The Japanese Book Arts Intensive, March 21-24, is designed to give students the unique opportunity to learn four distinct Japanese crafts: Nagashizuki papermaking, paper decoration, binding, and boxmaking. Each day we will build upon skills learned in previous sessions to create a body of work that is considerate of the resources, materials, and aesthetics that define Japanese bookmaking.
The craft of papermaking came to Japan from China by way of present day Korea in approximately 600 AD. However, it was the invention of Nagashizuki style papermaking, which is believed to have developed in Japan or elsewhere in Asia around 800 AD, that most characterizes the qualities we attribute to washi today. This improvement was marked by the addition of a viscous agent called neri, made from the tororo-aoi plant, which allowed fiber to be suspended in water longer, resulting in uniformly thin and durable sheets of high quality paper. The craft has been practiced uninterrupted to present day and can still be seen in a number of locations throughout Japan, most notably Echizen, Mino City, Iyama, Kyoto, and Tokyo.

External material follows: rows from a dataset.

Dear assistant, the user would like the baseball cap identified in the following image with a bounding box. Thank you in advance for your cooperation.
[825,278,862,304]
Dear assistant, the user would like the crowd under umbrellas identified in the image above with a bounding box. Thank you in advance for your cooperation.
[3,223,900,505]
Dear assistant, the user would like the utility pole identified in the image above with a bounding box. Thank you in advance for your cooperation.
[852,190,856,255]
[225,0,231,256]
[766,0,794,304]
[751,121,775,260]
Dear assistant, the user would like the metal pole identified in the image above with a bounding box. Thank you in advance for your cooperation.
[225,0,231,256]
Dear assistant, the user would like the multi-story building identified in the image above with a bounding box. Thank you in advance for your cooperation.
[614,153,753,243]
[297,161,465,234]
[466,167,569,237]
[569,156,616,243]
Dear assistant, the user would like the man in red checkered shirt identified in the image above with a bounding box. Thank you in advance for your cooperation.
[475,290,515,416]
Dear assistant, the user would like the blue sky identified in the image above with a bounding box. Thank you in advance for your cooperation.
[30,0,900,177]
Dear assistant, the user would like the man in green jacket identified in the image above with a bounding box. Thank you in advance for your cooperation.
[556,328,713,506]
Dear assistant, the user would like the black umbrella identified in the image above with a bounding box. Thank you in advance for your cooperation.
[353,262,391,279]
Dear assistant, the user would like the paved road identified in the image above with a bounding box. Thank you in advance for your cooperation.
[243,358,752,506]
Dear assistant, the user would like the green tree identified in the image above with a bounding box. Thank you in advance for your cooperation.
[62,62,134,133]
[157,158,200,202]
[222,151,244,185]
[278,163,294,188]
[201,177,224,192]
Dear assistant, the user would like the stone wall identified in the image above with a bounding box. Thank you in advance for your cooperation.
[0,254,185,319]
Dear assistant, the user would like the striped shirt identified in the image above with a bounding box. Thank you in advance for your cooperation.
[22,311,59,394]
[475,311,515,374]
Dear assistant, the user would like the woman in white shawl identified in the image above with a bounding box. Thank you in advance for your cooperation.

On the first day of the workshop, we will begin by making our own paper using traditional Nagashizuki methods. Our focus will be on fiber preparation and sheet formation as well as traditional pressing and drying techniques. March 21, Japanese Papermaking
On the second day, we will learn several traditional methods for decorating the paper we made including brush and dip dyeing with natural dyes common to Japan such as kakishibu (persimmon tannin), clove, lotus, and indigo. We will also cover shibori, a manual resist dyeing technique for creating patterns in cloth and paper that dates to the 8th century, as well as momigami, a folding and crumpling technique (also known as kneaded paper) that strengthens the paper and gives it the appearance of leather. March 22, Japanese Paper Decoration
We will also use our handmade decorative papers to create laminated cover papers for our bindings. Students will have the opportunity work from blocks carved with traditional Japanese patterns to emboss their papers for historical effect. On the third day, we will use these materials to bind three traditional Japanese books: the ledger, multi-section, and stab binding. March 23, Japanese Bookbinding
On the final day, we will create a two-flap Japanese portfolio to house our books and to tie together the work we produced into an elegant, finished product. March 24, Japanese Boxmaking
Each one day class can be taken as a stand alone or as part of the 4-day Japanese Book Arts Intensive. Registration for the 4-day intensive: $500 plus a $100 materials fee. This includes a discount from the $155 per class fee and an additional discount on materials fees.